I just place a link to this old thread
here 1. Level scaling insures all items will have level requirements. This is bad because it railroads character progression and it feels contrived and gamey. They also can't stash high quality items (like Ankheg Plate) in the beginning of the game. They could, but it wouldn't matter.
Yeah D:OS is a game and one choice is no choice unless it does exclude other pathways. If you include drawbacks into your itemizations in order to reduce hard restrictions at all costs you will end up heavily relying on balance. (remember PoE). D:OS found a way how to (really situationally) turn itemization into a game that rewards smart play.

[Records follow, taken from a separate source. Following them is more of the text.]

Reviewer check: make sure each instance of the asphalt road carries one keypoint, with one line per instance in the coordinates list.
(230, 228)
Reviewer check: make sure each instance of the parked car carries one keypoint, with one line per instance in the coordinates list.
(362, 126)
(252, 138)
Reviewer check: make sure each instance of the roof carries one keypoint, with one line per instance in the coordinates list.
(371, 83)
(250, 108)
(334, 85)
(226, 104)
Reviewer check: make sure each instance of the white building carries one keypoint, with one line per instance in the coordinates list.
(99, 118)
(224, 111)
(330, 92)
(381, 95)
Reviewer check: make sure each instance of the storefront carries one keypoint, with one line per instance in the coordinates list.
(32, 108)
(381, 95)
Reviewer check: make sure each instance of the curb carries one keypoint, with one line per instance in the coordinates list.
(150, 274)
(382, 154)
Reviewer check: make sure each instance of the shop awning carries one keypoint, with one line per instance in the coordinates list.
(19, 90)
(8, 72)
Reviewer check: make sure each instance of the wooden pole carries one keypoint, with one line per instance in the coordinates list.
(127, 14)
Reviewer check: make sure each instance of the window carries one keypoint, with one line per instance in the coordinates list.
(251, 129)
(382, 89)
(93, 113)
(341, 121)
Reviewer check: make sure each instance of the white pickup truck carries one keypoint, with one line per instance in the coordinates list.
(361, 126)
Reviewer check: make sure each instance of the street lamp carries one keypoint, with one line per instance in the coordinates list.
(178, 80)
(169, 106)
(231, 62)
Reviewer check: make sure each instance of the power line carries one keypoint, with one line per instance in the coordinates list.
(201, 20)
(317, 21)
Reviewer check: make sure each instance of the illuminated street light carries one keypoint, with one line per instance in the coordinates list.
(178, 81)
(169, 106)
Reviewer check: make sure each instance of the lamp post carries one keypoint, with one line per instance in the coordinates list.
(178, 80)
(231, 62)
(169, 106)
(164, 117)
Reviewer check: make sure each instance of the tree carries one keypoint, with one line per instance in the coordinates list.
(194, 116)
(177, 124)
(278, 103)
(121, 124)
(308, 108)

Your last sentence is one way out of your #2 and #3. Let uniques be like collectibles/sets that you will find on the course of the game and you can unlock their power at the end of the game/when you have all of them (+ some generous requirements).

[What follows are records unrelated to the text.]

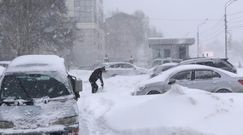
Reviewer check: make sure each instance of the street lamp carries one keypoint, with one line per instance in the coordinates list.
(198, 41)
(227, 4)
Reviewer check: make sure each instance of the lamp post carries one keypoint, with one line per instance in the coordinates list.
(198, 41)
(227, 4)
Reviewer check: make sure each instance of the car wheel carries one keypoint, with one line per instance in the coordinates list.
(113, 75)
(153, 92)
(223, 91)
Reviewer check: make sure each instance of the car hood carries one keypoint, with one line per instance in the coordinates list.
(41, 114)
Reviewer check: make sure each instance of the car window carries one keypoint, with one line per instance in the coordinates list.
(207, 63)
(22, 86)
(126, 66)
(184, 75)
(221, 64)
(115, 66)
(206, 74)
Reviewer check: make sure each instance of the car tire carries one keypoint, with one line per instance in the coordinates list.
(223, 91)
(153, 92)
(113, 75)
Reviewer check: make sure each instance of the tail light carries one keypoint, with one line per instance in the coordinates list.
(241, 82)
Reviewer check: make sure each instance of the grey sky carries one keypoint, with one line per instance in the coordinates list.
(180, 18)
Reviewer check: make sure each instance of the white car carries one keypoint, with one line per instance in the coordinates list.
(161, 68)
(122, 68)
(192, 76)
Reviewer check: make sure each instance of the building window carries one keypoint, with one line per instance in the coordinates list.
(167, 53)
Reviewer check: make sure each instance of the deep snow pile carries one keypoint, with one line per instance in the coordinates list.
(180, 111)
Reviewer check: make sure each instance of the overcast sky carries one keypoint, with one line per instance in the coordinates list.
(180, 18)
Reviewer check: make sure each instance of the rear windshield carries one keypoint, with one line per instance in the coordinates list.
(23, 86)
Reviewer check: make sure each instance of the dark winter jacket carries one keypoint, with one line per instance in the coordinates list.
(97, 74)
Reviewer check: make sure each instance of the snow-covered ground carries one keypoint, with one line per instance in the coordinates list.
(180, 111)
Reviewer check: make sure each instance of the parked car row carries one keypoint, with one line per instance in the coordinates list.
(122, 68)
(210, 74)
(192, 76)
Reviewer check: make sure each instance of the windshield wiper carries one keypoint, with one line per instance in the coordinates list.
(30, 100)
(18, 102)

Also #3 is a false dichotomy. If you were to find a unique early game it is either overpowered or doomed to be replaced. Or it dooms the rest of the game to have loot of no better quality - which clashes with game progression, obviously.

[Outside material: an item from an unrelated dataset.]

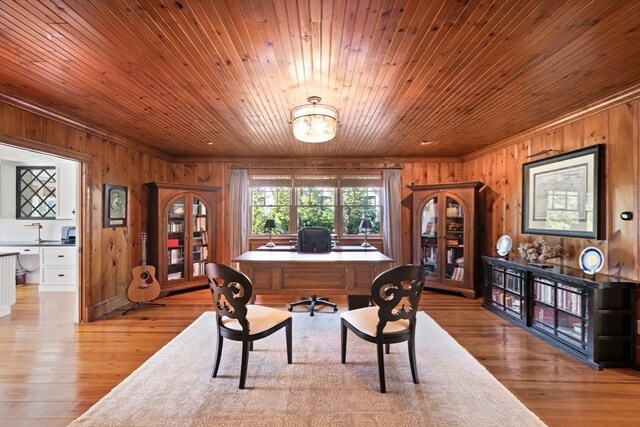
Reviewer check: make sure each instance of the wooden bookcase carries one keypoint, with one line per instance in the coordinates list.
(182, 233)
(444, 235)
(591, 317)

4. This clash between uniques and level scaled items destroys any kind of coherent itemization and plateau's item-based character progression. You just change the items you have with the "new model" every few levels. This is boring and misses the point of items. We aren't playing Barbie's Dress-up.
You are basically saying that every item within the game should be unique if you even consider equipping them. Everything else is a placeholder for gold.
Or do you say the opposite? At least you exclude any inbetween. (Isn't how the strength of items is distributed independent of the system?)
ToB made everything very unique and their item description went from 1.5-2.x pages to 5 lines for each item.
"Whoever invented the Ring of the Ram invented this godly Staff+6"
A truly unique item is not primarily stronger than other loot. It is unique up to a point you did not expect it to be in the game. You did not expect that you would even want it. Surprise your audience, which you cannot do after strongly grounded intervals. Lilarcor won't do it ...again.
Crafting has the same problem. If you find enough items to reliably craft your gear it does not matter what you find. You just externate genericism from items onto ingredients and this then sticks back onto items. Baudolino's crafting system was really good (thread above as you know). It allows for multiple nearly independent ways of gear progression. I cannot imagine if it holds it's promises but they are good.
As a dedicated poker player I really liked that in order to maximise your gear, you could juggle around with them and predict which items you will most likely replace, so you can use as many skills+items+AP as possible.
It obviously does not work if you do not have any dire attribute needs. Then I can understand random loot is really dull.